# Help with mirror project. need clever idea and how to advice



## rygar (Mar 20, 2011)

can you glue that mirror to a piece of plywood?


----------



## joecaption (Nov 30, 2011)

Just dado the back side of the pieces and use Craig scews and glue to hold the it together on the back side.
It would just like the back side of any picture frame.
You can use window points to hold the mirror in place.


----------



## rygar (Mar 20, 2011)

joecaption said:


> Just dado the back side of the pieces and use Craig scews and glue to hold the it together on the back side.
> It would just like the back side of any picture frame.
> You can use window points to hold the mirror in place.

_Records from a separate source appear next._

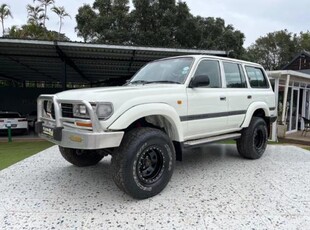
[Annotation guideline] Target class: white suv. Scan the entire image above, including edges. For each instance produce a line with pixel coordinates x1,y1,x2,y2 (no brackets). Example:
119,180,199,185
36,55,277,199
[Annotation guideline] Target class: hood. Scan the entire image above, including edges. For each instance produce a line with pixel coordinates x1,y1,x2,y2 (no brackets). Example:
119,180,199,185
56,84,184,102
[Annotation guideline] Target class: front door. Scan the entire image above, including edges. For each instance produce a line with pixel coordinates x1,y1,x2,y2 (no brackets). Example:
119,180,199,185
183,59,228,140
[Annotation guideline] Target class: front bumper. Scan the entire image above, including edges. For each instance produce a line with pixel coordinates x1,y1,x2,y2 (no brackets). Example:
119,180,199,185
36,122,124,149
35,95,124,149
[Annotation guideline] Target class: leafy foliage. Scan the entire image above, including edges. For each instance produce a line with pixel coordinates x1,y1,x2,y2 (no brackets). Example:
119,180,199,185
33,0,55,27
0,0,70,41
7,24,70,41
76,0,244,57
248,30,298,70
51,6,71,34
0,4,13,35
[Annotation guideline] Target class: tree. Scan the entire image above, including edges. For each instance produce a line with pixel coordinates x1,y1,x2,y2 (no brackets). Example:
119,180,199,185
298,31,310,52
76,0,244,57
247,30,298,70
33,0,55,27
0,4,13,36
27,4,45,26
75,5,97,42
7,24,70,41
52,6,71,34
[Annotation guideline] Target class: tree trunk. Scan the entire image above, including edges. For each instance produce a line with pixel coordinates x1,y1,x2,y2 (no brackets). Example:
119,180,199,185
1,18,4,37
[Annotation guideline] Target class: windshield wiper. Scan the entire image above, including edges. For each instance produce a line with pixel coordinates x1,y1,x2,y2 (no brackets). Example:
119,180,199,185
146,81,181,84
129,80,150,85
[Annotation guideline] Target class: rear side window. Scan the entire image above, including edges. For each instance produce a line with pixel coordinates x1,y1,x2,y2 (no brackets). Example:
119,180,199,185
194,60,221,88
245,66,269,88
223,62,247,88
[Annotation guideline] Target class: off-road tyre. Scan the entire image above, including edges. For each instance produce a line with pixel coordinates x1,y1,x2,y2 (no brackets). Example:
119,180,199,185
59,146,103,167
112,128,175,199
237,117,268,159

the mirror is about 5x7 by my estimate and a bit heavy.
will the window points be strong enough to hold it?


----------



## joecaption (Nov 30, 2011)

All the weights going to be facing down.
If it makes you feel better any one of these would also work.
http://www.bing.com/images/search?q=mirror+clips&qpvt=mirror+clips&FORM=IGRE

I would not glue it to anything it may effect the sliver on the back side and show through.


----------



## paintdrying (Jul 13, 2012)

Take dobs of mirror mastic behind the mirror. Just little blobs all over to hold it, as Joe said, do not glue it, it will destroy the silver backing


----------